Mr Lamb, 60, of Bramley, was last in court in July with the family of the late locked-in syndrome sufferer Tony Nicklinson in their latest challenge to campaign for disabled people having the right to be helped to die.
Mr Nicklinson’s challenge was rejected by the courts, who said Parliament should be the ones to decide on any change in assisted dying laws.
Today MPs rejected a bill put forward by Labour MP Rob Marris which would have allowed some terminally ill adults to ask for medical help to end their life. Some 330 MPs opposed the Assisted Dying Bill while just 118 backed the proposals.
While he was not surprised by the Commons defeat, Mr Lamb, who was paralysed in a road accident 20 years ago, said his own fight would continue.
“This is a long haul,” he said. “When my case came before the European courts they said that they couldn’t rule specifically on my case because it had not yet been heard in a domestic court.
“My legal team are in the process of taking it back to the Supreme Court so the case can be heard here at home.

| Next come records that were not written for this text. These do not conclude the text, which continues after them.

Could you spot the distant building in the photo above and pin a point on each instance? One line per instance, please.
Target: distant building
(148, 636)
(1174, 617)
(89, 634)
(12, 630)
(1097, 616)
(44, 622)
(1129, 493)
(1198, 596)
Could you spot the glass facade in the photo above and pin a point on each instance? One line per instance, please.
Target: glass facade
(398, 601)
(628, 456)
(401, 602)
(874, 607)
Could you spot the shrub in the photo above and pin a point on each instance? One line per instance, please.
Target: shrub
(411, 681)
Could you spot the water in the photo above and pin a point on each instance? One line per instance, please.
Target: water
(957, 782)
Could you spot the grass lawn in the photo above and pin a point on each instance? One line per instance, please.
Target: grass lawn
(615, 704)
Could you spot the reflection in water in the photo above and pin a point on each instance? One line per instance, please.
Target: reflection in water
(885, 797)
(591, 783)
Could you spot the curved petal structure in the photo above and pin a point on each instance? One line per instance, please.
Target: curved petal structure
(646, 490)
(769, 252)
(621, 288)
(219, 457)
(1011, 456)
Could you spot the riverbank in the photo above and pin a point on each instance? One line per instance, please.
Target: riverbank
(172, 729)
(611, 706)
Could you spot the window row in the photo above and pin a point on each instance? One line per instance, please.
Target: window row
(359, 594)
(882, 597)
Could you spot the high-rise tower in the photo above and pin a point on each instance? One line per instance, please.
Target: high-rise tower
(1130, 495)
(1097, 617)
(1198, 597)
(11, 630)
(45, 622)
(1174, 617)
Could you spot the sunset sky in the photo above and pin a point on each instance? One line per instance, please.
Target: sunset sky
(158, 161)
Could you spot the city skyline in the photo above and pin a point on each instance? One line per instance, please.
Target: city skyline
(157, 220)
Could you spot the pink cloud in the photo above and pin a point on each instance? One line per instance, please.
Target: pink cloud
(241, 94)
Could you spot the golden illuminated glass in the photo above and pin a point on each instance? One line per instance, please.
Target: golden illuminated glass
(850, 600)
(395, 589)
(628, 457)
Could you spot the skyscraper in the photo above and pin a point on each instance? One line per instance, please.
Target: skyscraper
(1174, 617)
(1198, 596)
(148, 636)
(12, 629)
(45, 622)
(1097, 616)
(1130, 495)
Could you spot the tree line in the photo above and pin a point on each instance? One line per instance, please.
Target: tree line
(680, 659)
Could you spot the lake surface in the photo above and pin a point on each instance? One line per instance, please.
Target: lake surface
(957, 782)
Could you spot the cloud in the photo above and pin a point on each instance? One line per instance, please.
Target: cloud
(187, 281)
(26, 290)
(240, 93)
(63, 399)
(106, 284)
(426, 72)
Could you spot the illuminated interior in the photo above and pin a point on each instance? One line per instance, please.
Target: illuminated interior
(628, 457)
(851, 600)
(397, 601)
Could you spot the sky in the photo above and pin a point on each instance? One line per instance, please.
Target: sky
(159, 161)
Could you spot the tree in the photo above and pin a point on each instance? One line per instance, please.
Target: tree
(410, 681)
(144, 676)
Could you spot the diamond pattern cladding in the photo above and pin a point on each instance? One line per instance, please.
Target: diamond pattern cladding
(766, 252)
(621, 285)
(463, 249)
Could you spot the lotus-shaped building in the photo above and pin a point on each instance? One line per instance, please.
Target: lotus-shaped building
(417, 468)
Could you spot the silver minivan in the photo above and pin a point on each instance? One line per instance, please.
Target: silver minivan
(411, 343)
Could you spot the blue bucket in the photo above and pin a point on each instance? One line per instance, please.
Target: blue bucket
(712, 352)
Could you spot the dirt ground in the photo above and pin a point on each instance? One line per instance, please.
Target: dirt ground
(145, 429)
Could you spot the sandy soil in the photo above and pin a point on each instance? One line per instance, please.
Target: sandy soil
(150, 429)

“While it’s too soon to know how the vote might affect the case, I believe I have the right for it to be heard on its own merits.
“It’s no great shock what happened in the Houses of Parliament - I’d be a fool to expect any more - but it’s keeping the debate open.”
Anti-euthanasia campaigners said the result was an unequivocal rejection of a “dangerous” piece of legislation but supporters of reform insisted it showed that MPs were “ridiculously out of touch” with the public.
Speaking in Leeds earlier today, David Cameron warned that there were “dangers” in the right to die and made clear his opposition to the Bill.